I'm wondering, is there any wifi latency problems? Like, say this was taken to an extreme though. Like we had a wifi repeater. The repeater consisting of a receiver, which then immediately repeats the signal to an access point, but under a different SSID(I do not need this to all work as one network). The repeater could make it so I could have no need for wires for a very long distance, though it could require quite a few repeaters(more than 4). Assuming the software is as fast as the hardware, could there be any latency probelms with this also assuming that all the repeaters were within full-speed distance of each other?
Also, could this depend on hardware? or is the wifi standard designed to be latency free?
Latency problems in what sense? At the TCP level each link is another hop, so there's no problem there. At the application level, it depends on if they're sensitive to timeouts and the like - trying to stream video over such a network is likely a poor plan, but your ssh session should work okay.
Nothing is latency free - the speed of light is not just a good idea, it's the law :) Radio waves are always approximately the speed of light - the real bottleneck is going to be the packet processing at each end, which depends a fair bit on the wifi chipset and cpu of the machines in question. A good wireless link should have fairly (within 10-20%) comparable latencies to the wired ones you mention. Satellite has high latency due to the large distances involved (wikipedia has some info on satellite latency)
That said, sitting across the room from my wifi router (a wrt54gl) ping shows latencies of from 1 to 6 ms. There are a couple of other low traffic devices using it as well, but it's also not exactly a beefy box.
Assuming you're talking about transmitting and receiving data this has more to do with the protocol that you're using than "wifi latency". Wireless networks generally have more latency than wired networks, but all networks have latency.
A low latency network might be perceived as "fast" by a user and a high latency network will almost definitely be perceived as being slow. But bandwidth is another part of the puzzle depending on what you're using the network for. You might want to check out latency, bandwidth, and TCP/IP on wikipedia.
TCP and IP are two network data protocols that help data arrive, and arrive correctly. For a very brief and certainly not 100% accurate explanation IP (Internet protocol) gets the data there, and TCP (transmission control protocol) makes sure the data that arrives is in the correct order so that it can be correctly interpreted.
Wireless networks generally have a higher bit error rate than wired networks and can cause what is known as packet loss. The more complex the wireless network is, the more likely packet loss will occur.
All of these concepts are just part of the large puzzle that is wireless networking, and all of them can be gone into in much more depth than is appropriate for this text box. Doing some research into TCP/IP will likely give you a much better understanding.

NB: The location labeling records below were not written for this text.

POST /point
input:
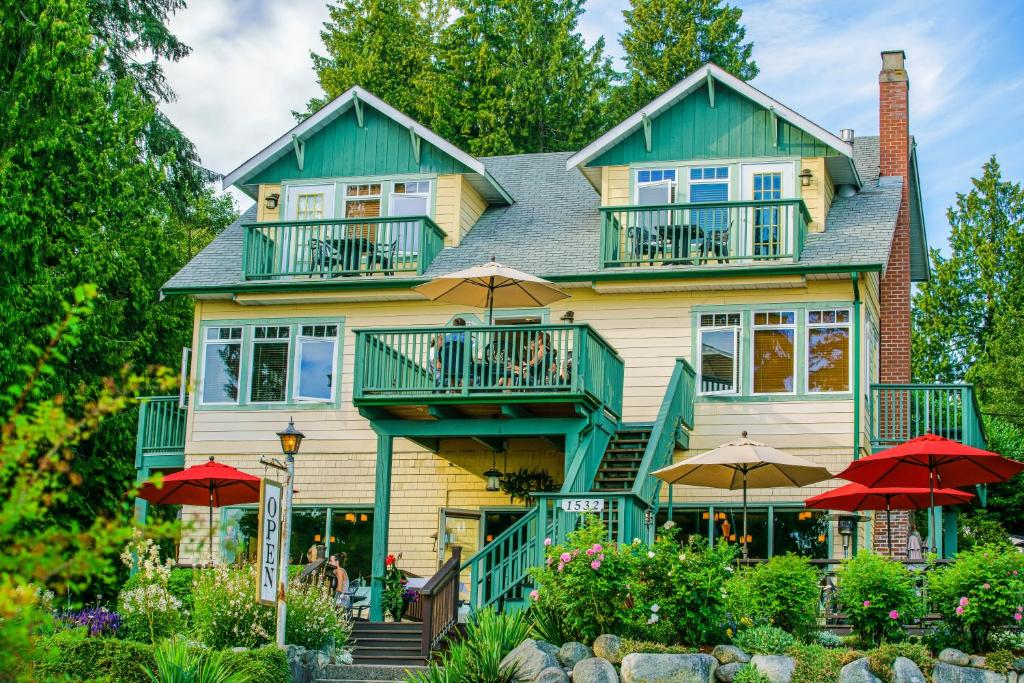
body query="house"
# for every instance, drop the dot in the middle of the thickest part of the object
(731, 266)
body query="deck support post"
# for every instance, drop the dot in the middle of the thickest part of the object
(382, 513)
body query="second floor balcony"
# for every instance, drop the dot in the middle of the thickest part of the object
(701, 233)
(339, 248)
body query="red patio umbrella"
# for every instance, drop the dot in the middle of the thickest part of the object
(931, 462)
(211, 483)
(856, 497)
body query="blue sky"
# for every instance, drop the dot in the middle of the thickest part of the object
(251, 68)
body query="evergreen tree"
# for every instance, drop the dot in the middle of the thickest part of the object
(667, 40)
(386, 46)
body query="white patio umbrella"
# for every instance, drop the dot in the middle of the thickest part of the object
(743, 464)
(492, 285)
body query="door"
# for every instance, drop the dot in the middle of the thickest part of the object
(768, 230)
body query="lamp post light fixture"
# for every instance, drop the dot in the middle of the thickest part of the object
(291, 439)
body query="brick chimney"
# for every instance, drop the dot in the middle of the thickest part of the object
(894, 161)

If a satellite link is somewhere in the picture, even bad wifi links come no where near the 550-600ms due to the satelite hop. So what if you add 10-50ms with some repeaters.
I dont have much experience with low end "wifi" but stuff like mikrotik we can do 2-4 hops, each 8km and the latency stays 10-20ms with low load. But that is a good one. On our bad ones (alvarion old stuff) with several hops is can be 100ms over 16km when loaded. But i have seen people connect offices with wifi links and dont notice a difference browsing. You might have more jitter with VoIP.
equipment that uses frequency hopping as opposed to Direct Sequence has higher latency. I dont think FH is used much anymore.
If loads are high latency goes up.
Some DSL modems will work back to back, might be an option for you. wires are easier to troubleshoot in congested areas.